Did you catch the Pitchfork review of the new Arbouretum disc a few days ago? I can’t recall the last time I felt so disheartened by a piece of criticism that completely missed the point. In fact, I’m surprised some higher up didn’t spike the review and reassign it. Arbouretum’s music isn’t for everyone, but the Baltimore quartet deserves better than lazy commentary and off-base comparisons to the likes of Foghat.
How the reviewer could listen to The Gathering and hear echoes of “Slow Ride” and “Fool for the City” is beyond me. Sounds like he should spend less time with his Rock Band controller and more time with the CD at hand.
Even more disturbing is how he condemns the group—and especially singer Dave Heumann—for “undimmed, aching sincerity.” He chides Heumann for “stiffness” and singing “brutal” lines like: "I was a highwayman/Along the coach roads I did ride" with “a straight face.” Wow. Willie Nelson might take exception to that, since he sang those same “brutal” lines in a 1980s version of the tune, which also included his “straight-faced” friends Johnny Cash, Waylon Jennings, and Kris Kristofferson.

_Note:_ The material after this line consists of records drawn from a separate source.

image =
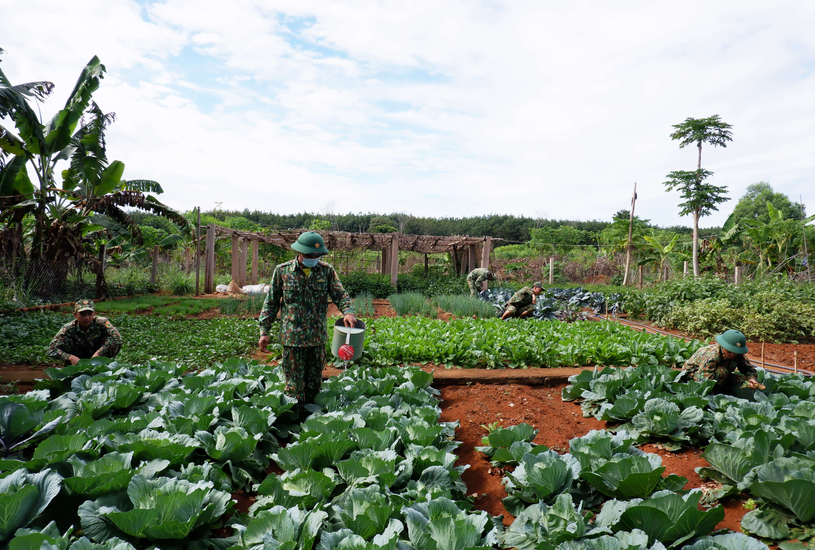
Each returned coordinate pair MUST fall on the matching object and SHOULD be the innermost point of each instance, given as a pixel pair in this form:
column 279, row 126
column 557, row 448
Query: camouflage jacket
column 522, row 298
column 303, row 302
column 478, row 275
column 72, row 340
column 709, row 358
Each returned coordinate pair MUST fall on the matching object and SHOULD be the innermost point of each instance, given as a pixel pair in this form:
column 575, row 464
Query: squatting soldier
column 522, row 303
column 85, row 337
column 720, row 361
column 300, row 290
column 476, row 278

Heumann actually wrests the song from those legends with a singular, world-weary performance that’s the indie rock equivalent of Jeff Bridges one-upping John Wayne. He also makes the song, which is a meditation on reincarnation, the centerpiece of an album that deals obliquely with myth and archetype.
But our reviewer doesn’t get into any of this. He, instead, lays out a vision of Arbouretum as desert rockers, citing Queens of the Stone Age as the epitome of such a group and quoting what he considers their “perfect mantra.”
That mantra is… “I wish we could get away/ Drink wine and screw.”
Now, that’s brutal.
When he sums up by claiming that Arbouretum’s sincerity and music are “an egregious mismatch,” it’s hard not to feel that the egregious mismatch was pairing this writer with this particular CD.